Parallelizing Program Execution on Distributed Quantum Systems via Compiler/Hardware Co-Design
Folkert de Ronde, Alexander Knapen, Stephan Wong, Sebastian Feld
TL;DR
This work addresses the bottleneck of sequential execution in distributed quantum computers by proposing a hardware architecture and a compiler capable of exploiting instruction-level parallelism. The two-level hierarchical network enables flexible, low-latency addressing while enabling parallel and pipelined execution across node controllers. The compiler augments this by scheduling, decomposing, and subnet-aware marking of instructions to maximize parallelism, significantly reducing runtime. Empirical results on NV-center-based systems show compiler speedups up to $13.55\times$, hardware speedups up to $6.0\times$, and combined speedups reaching $56.2\times$ for some benchmarks, with performance strongly dependent on the algorithm’s parallelism. This co-design approach advances practical, high-performance quantum computing by balancing throughput and latency through adaptable architecture and compiler strategies.
Abstract
As quantum computers continue to improve and support larger, more complex computations, smart control hardware and compilers are needed to efficiently leverage the capabilities of these systems. This paper introduces a novel approach to enhance the execution of quantum algorithms on distributed quantum systems.

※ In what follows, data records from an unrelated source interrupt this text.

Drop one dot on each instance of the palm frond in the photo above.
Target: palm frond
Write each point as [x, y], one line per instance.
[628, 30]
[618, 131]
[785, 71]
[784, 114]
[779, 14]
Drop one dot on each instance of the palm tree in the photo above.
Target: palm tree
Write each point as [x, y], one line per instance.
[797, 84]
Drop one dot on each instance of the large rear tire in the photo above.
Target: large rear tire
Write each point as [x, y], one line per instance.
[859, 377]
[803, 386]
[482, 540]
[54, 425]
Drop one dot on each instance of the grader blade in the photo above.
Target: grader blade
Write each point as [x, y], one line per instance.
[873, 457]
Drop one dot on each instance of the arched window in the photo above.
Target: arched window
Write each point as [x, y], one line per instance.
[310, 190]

The proposed method involves the development of a hardware design that supports parallel instruction execution and a compiler that modifies the order of instructions to increase parallelism opportunities. The hardware design can be flexibly configured to facilitate parallel execution of instructions that have identical parameters. Furthermore, the compiler uses the underlying hardware constraints to intelligently reorder and decompose instructions to avoid dependencies. The compiler, hardware, and their combination are evaluated using a runtime calculator and a benchmark quantum algorithm set. The results demonstrate a significant speedup, achieving a maximum average speedup of 16.5x and a maximum single-benchmark speedup of 56.2x relative to a baseline, serial execution model. Furthermore, we show a speedup can be obtained across all benchmarks using any of the proposed hardware schemes, although the degree of speedup is largely dependent on the type of quantum algorithm. Taken together, the results of this paper represent a significant step towards realizing high-performance quantum computing systems.